Quand un exportateur français se bat contre un allemand – ce qui arrive huit fois sur dix, a calculé Lionel Fontagné, professeur d’économie à l’Université de Paris-I-Panthéon-Sorbonne -, il perd souvent la bataille. La qualité des produits allemands, le service après-vente… font la différence face à un produit français jugé interchangeable.

Ainsi, l’Hexagone est peu présent dans les pays émergents, pourtant eldorado des exportateurs. L’Allemagne oui. La part de nos exportations vers la Chine est de 3,2 %, contre le double (6,1 %) pour Berlin.

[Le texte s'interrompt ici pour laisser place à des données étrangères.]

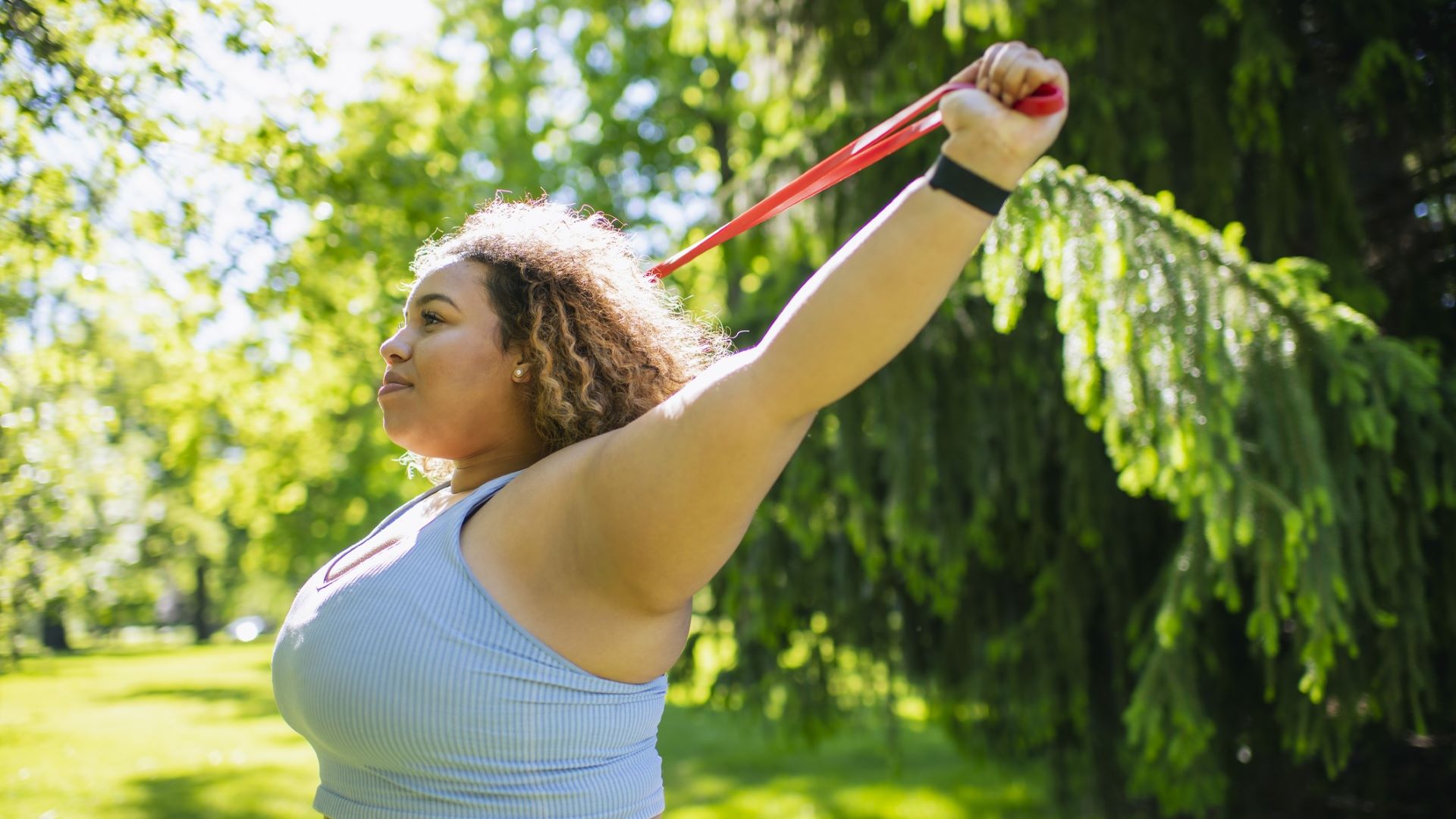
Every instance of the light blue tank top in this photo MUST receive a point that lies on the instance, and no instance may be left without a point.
(424, 698)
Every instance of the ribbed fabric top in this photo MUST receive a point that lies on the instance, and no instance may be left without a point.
(424, 698)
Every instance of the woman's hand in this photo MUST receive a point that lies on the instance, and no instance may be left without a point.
(986, 134)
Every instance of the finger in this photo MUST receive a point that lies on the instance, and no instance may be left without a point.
(996, 67)
(1017, 72)
(983, 80)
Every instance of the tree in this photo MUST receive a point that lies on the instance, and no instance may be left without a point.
(1149, 610)
(104, 398)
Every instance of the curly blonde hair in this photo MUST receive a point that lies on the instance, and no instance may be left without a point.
(606, 341)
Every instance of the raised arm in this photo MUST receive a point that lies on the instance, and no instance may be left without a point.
(871, 299)
(660, 504)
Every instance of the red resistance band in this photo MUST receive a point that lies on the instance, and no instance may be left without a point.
(883, 140)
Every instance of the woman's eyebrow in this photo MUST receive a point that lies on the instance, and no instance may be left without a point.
(428, 297)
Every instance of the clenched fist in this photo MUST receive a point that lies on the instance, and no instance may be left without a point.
(986, 133)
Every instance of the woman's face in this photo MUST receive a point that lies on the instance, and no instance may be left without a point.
(462, 400)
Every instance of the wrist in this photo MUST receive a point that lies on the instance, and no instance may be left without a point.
(986, 161)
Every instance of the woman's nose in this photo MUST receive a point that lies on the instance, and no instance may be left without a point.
(395, 347)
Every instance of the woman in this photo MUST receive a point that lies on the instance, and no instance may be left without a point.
(511, 659)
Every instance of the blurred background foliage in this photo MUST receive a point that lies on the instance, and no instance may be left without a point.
(1172, 519)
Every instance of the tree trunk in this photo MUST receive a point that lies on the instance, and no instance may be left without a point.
(53, 629)
(200, 604)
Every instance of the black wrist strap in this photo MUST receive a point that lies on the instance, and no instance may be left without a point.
(963, 184)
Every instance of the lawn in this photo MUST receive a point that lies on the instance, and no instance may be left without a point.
(193, 732)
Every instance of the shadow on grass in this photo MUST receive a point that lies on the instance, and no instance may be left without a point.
(718, 764)
(249, 703)
(253, 793)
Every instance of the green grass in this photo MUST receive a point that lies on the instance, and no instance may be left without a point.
(193, 732)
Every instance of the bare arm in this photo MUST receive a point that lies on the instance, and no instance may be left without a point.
(658, 506)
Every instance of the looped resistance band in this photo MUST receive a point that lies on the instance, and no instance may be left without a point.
(878, 143)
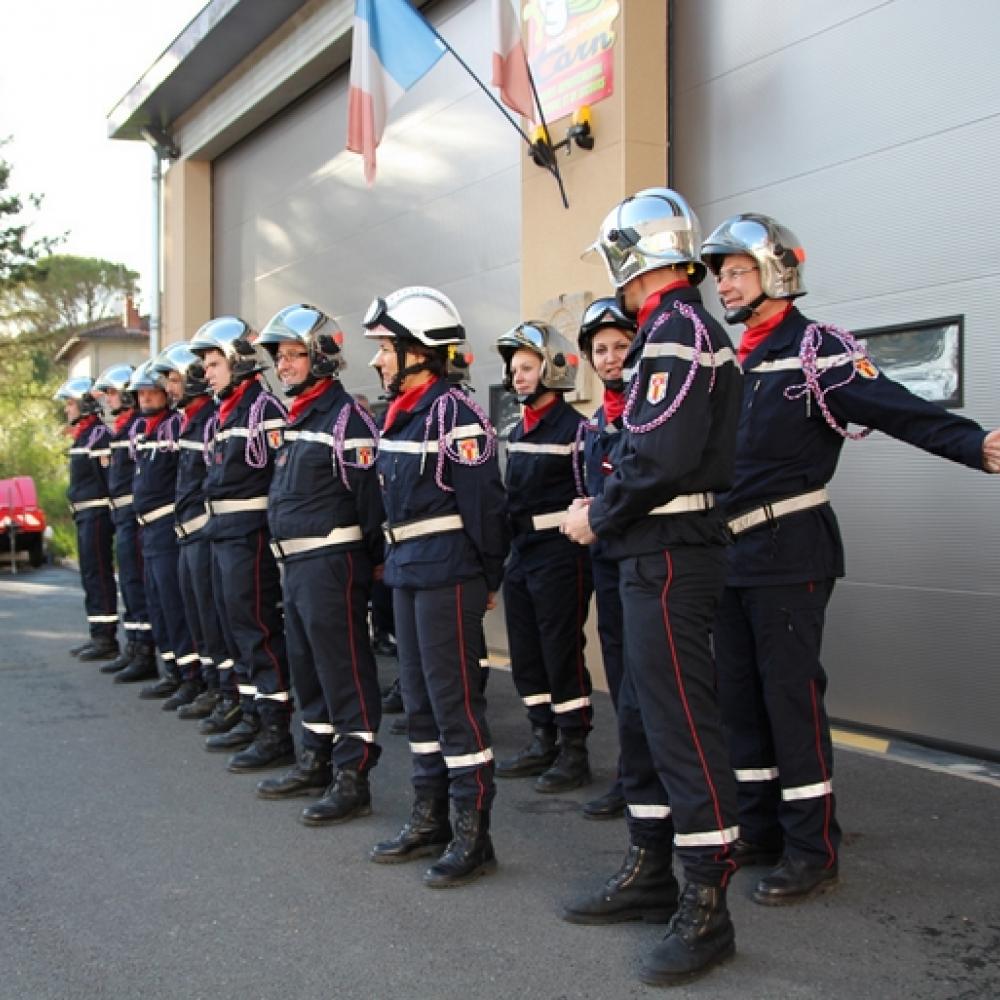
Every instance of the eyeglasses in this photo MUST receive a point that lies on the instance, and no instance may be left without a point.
(733, 273)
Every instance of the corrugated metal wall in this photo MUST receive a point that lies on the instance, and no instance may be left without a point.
(293, 220)
(873, 130)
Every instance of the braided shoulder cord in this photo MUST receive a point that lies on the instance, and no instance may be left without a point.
(256, 449)
(809, 355)
(448, 405)
(582, 429)
(340, 463)
(208, 436)
(702, 341)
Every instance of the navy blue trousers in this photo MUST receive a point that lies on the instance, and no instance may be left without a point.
(330, 655)
(771, 688)
(546, 596)
(439, 637)
(94, 533)
(674, 761)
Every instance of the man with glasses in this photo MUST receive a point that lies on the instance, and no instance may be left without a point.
(325, 516)
(657, 517)
(804, 383)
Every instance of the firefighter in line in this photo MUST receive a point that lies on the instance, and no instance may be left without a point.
(184, 376)
(657, 515)
(804, 383)
(137, 661)
(153, 488)
(604, 339)
(446, 528)
(547, 581)
(89, 460)
(241, 450)
(325, 516)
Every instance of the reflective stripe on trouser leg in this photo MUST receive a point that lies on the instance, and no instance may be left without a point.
(787, 627)
(248, 577)
(669, 601)
(648, 810)
(330, 594)
(447, 623)
(128, 555)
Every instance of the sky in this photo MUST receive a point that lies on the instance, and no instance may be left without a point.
(64, 64)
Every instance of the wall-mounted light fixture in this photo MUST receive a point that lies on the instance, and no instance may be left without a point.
(543, 150)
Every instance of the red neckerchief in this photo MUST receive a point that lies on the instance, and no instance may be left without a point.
(122, 419)
(154, 421)
(406, 401)
(227, 406)
(83, 426)
(653, 301)
(192, 410)
(300, 402)
(533, 415)
(754, 336)
(614, 405)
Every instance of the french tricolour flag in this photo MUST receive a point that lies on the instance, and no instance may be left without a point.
(393, 47)
(510, 64)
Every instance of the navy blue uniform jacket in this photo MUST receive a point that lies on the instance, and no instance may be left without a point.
(308, 498)
(785, 447)
(230, 477)
(406, 468)
(692, 452)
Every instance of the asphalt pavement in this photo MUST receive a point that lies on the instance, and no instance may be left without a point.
(133, 865)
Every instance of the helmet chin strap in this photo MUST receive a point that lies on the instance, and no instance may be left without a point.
(743, 313)
(300, 387)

Pour Michel Didier, la détérioration de notre commerce extérieur témoigne donc essentiellement de la perte de compétitivité de la France par rapport à notre voisin.

Les parts de marché que le pays a perdues, c’est Berlin qui les a gagnées, dit-il, en particulier en Europe :  » En dix ans, les exportations de la France ont reculé d’environ 100 milliards d’euros, ce qui correspond à peu de chose près au montant des exportations que l’Allemagne a gagnées sur la période. « 

Ce bilan, très sévère, mérite toutefois d’être nuancé. L’Allemagne exporte en utilisant des produits fabriqués en grande partie chez ses partenaires d’Europe de l’Est. On cite ainsi souvent le cas de la Porsche Cayenne, dont 85 % des pièces sont produites en Slovaquie avant d’être assemblées à Liepzig pour y coller l’écusson Porsche. Dit autrement, un excédent peut masquer une production délocalisée.

Et  » la France est compétitive… à l’étranger « , plaisante M. Fontagné. Plutôt que d’exporter, les entreprises françaises ont bien souvent fait le choix de produire dans les pays auxquels elles destinent leur production. La Logan de Renault, faite en Roumanie, est un exemple parmi d’autres, même si aujourd’hui la voiture low cost du groupe au losange se vend partout dans le monde.

Mais l’ampleur du déficit commercial de la France n’en reste pas moins préoccupante. Car compenser ce déséquilibre oblige le pays à s’endetter auprès d’étrangers. Pour le moment, la France n’a aucun problème à le faire,  » mais, un jour, les gens finiront par se poser des questions sur la solvabilité du pays « , redoute M. Artus.